Nous avons traversé le bois sur un sentier couvert d’épines très agréable. De l’autre côté, le panorama s’est révélé encore plus saisissant, avec une vue à presque 360°. De jolies collines verdoyantes avec des pâturages nous entouraient de toute part, parsemées de villages aux toits de brique et dominées par les sommets escarpés et imposants des Alpes. A droite, le lac s’étendait et les rives autrichiennes et allemandes se dessinaient en arrière-plan.

Maisons appenzelloises

Durant la descente après le sommet, nous avons aperçu de nombreuses fermes et maisons isolées, ainsi que traversé le village de Rehetobel.
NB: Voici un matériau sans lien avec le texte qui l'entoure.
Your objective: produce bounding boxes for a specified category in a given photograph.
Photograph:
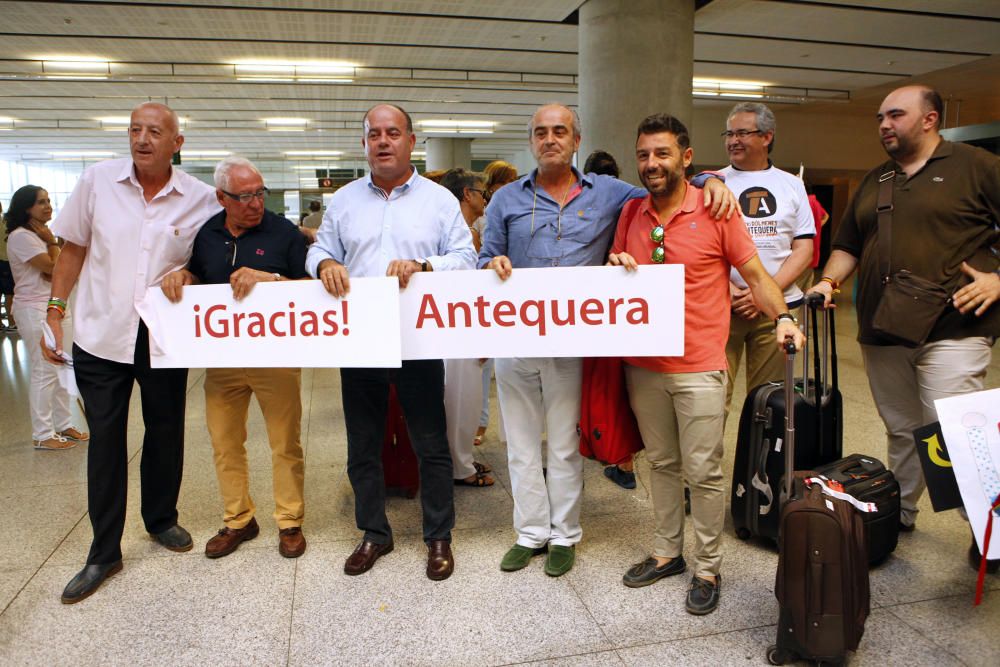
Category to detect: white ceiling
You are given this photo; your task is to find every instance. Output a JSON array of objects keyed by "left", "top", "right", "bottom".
[{"left": 0, "top": 0, "right": 1000, "bottom": 160}]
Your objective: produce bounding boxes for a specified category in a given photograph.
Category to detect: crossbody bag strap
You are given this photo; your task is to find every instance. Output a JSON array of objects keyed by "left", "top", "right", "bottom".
[{"left": 875, "top": 170, "right": 896, "bottom": 282}]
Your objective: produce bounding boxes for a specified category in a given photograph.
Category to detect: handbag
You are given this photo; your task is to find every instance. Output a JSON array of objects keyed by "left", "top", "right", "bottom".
[{"left": 872, "top": 171, "right": 951, "bottom": 347}]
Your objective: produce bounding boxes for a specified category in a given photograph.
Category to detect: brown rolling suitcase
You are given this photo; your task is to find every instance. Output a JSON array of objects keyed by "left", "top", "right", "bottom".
[{"left": 767, "top": 342, "right": 870, "bottom": 665}]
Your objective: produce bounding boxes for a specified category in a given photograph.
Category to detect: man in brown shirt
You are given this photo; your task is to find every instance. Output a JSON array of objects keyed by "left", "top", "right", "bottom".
[{"left": 810, "top": 86, "right": 1000, "bottom": 568}]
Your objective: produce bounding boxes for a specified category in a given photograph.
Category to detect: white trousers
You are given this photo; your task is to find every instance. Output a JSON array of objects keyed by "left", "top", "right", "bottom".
[
  {"left": 13, "top": 300, "right": 73, "bottom": 440},
  {"left": 861, "top": 337, "right": 993, "bottom": 525},
  {"left": 496, "top": 358, "right": 583, "bottom": 548},
  {"left": 444, "top": 359, "right": 483, "bottom": 479}
]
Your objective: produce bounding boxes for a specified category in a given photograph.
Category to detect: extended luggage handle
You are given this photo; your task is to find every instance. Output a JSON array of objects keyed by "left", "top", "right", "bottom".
[
  {"left": 781, "top": 336, "right": 796, "bottom": 505},
  {"left": 802, "top": 292, "right": 839, "bottom": 407}
]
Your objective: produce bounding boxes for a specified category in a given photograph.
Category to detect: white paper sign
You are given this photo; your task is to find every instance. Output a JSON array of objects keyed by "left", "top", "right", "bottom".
[
  {"left": 934, "top": 389, "right": 1000, "bottom": 559},
  {"left": 399, "top": 264, "right": 684, "bottom": 359},
  {"left": 139, "top": 278, "right": 400, "bottom": 368}
]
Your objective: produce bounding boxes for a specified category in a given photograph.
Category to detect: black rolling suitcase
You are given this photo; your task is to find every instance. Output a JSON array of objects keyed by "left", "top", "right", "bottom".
[
  {"left": 730, "top": 295, "right": 843, "bottom": 540},
  {"left": 767, "top": 342, "right": 871, "bottom": 665},
  {"left": 816, "top": 454, "right": 899, "bottom": 565}
]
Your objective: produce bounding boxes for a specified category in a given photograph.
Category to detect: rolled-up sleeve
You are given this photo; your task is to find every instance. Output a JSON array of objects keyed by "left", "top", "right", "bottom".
[
  {"left": 476, "top": 196, "right": 507, "bottom": 269},
  {"left": 426, "top": 200, "right": 476, "bottom": 271},
  {"left": 306, "top": 201, "right": 346, "bottom": 278},
  {"left": 52, "top": 169, "right": 94, "bottom": 246}
]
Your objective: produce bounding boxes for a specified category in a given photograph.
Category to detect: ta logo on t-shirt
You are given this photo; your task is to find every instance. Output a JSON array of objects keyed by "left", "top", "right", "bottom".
[{"left": 740, "top": 186, "right": 778, "bottom": 218}]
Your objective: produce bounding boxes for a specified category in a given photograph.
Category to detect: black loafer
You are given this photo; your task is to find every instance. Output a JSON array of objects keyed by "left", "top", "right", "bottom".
[
  {"left": 684, "top": 575, "right": 722, "bottom": 616},
  {"left": 150, "top": 523, "right": 194, "bottom": 551},
  {"left": 622, "top": 556, "right": 687, "bottom": 588},
  {"left": 62, "top": 560, "right": 122, "bottom": 604}
]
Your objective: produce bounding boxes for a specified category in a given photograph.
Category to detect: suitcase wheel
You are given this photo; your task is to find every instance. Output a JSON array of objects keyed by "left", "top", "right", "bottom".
[{"left": 767, "top": 646, "right": 792, "bottom": 665}]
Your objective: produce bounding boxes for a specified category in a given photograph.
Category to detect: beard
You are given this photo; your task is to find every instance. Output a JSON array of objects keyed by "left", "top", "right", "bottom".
[
  {"left": 639, "top": 164, "right": 684, "bottom": 197},
  {"left": 882, "top": 128, "right": 917, "bottom": 160}
]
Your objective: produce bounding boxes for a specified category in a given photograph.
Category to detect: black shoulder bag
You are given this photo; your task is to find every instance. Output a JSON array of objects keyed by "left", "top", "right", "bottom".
[{"left": 872, "top": 171, "right": 951, "bottom": 347}]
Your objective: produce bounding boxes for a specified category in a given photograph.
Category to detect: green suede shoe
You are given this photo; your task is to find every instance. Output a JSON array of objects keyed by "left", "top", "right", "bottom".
[
  {"left": 500, "top": 544, "right": 545, "bottom": 572},
  {"left": 545, "top": 544, "right": 576, "bottom": 577}
]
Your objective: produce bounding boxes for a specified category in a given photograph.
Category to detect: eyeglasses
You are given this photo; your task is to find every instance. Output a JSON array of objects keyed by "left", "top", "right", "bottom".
[
  {"left": 649, "top": 225, "right": 666, "bottom": 264},
  {"left": 221, "top": 188, "right": 270, "bottom": 204},
  {"left": 719, "top": 130, "right": 764, "bottom": 139}
]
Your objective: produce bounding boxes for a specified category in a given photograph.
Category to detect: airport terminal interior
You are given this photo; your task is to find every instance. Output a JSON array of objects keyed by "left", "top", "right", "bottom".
[{"left": 0, "top": 0, "right": 1000, "bottom": 667}]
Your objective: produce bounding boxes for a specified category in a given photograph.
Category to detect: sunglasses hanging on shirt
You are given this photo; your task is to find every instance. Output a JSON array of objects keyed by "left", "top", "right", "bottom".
[{"left": 649, "top": 225, "right": 666, "bottom": 264}]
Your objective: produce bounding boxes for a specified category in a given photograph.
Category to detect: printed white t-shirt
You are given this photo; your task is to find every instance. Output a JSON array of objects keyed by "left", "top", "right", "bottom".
[{"left": 719, "top": 165, "right": 816, "bottom": 303}]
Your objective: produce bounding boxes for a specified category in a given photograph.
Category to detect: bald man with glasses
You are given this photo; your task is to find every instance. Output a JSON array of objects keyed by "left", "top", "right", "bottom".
[{"left": 162, "top": 157, "right": 309, "bottom": 558}]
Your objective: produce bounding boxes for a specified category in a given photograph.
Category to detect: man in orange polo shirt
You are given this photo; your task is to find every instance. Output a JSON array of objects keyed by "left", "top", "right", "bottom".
[{"left": 608, "top": 114, "right": 805, "bottom": 615}]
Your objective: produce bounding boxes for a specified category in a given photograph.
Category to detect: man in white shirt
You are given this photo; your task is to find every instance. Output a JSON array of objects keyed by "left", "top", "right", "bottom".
[
  {"left": 306, "top": 104, "right": 476, "bottom": 580},
  {"left": 721, "top": 102, "right": 816, "bottom": 414},
  {"left": 42, "top": 102, "right": 220, "bottom": 604}
]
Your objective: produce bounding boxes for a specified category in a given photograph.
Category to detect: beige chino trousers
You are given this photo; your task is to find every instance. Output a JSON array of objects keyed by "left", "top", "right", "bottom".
[{"left": 205, "top": 368, "right": 305, "bottom": 530}]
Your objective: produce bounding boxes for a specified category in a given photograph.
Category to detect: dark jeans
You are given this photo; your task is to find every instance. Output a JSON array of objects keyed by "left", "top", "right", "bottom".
[
  {"left": 73, "top": 322, "right": 187, "bottom": 565},
  {"left": 340, "top": 359, "right": 455, "bottom": 544}
]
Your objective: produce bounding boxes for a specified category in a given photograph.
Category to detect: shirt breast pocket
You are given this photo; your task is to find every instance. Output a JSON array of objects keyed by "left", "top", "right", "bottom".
[
  {"left": 562, "top": 209, "right": 601, "bottom": 246},
  {"left": 159, "top": 225, "right": 198, "bottom": 266}
]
A nouveau, nous avons été frappés par l’apparence parfaite de toutes ces demeures, qui ont été entretenues depuis des siècles ou alors construites selon des méthodes ancestrales. Il en ressort une belle unité architecturale, exempte de bâtiments modernes. Les maisons sont en bois, avec des façades en tavillons, très colorées et parfois ornées de fresques, avec des multitudes de fenêtres accolées et plusieurs étages assez bas. Nous avons été étonnés de constater qu’aucune ne comporte de volets : les Appenzellois doivent sans doute vivre au rythme du soleil…

Nous avons marché dans de nombreux alpages, croisant souvent les fermiers faisant les foins et oeuvrant dans leurs champs. Nous avons parfois eu des doutes quant à l’itinéraire puisque la piste était recouverte d’herbe coupée et que nous ne voyions nullement où passer, mais les panneaux suivants étaient généralement repérables et nous avancions dans leur direction.

Une fois parvenus à une petite rivière au doux nom écossais (Chastenloch), la route remontait sévèrement jusqu’à Trogen. Il s’agit du village où se tenait auparavant la Landsgemeinde du canton d’Appenzell Rhodes extérieures, et sa grande place est ceinte d’immeubles impresionnants de par leur taille et leurs décors. Malheureusement, la place est en travaux et notre visite s’est révélée très brève. Nous avons rapidement quitté le centre pour rejoindre notre hébergement vétuste.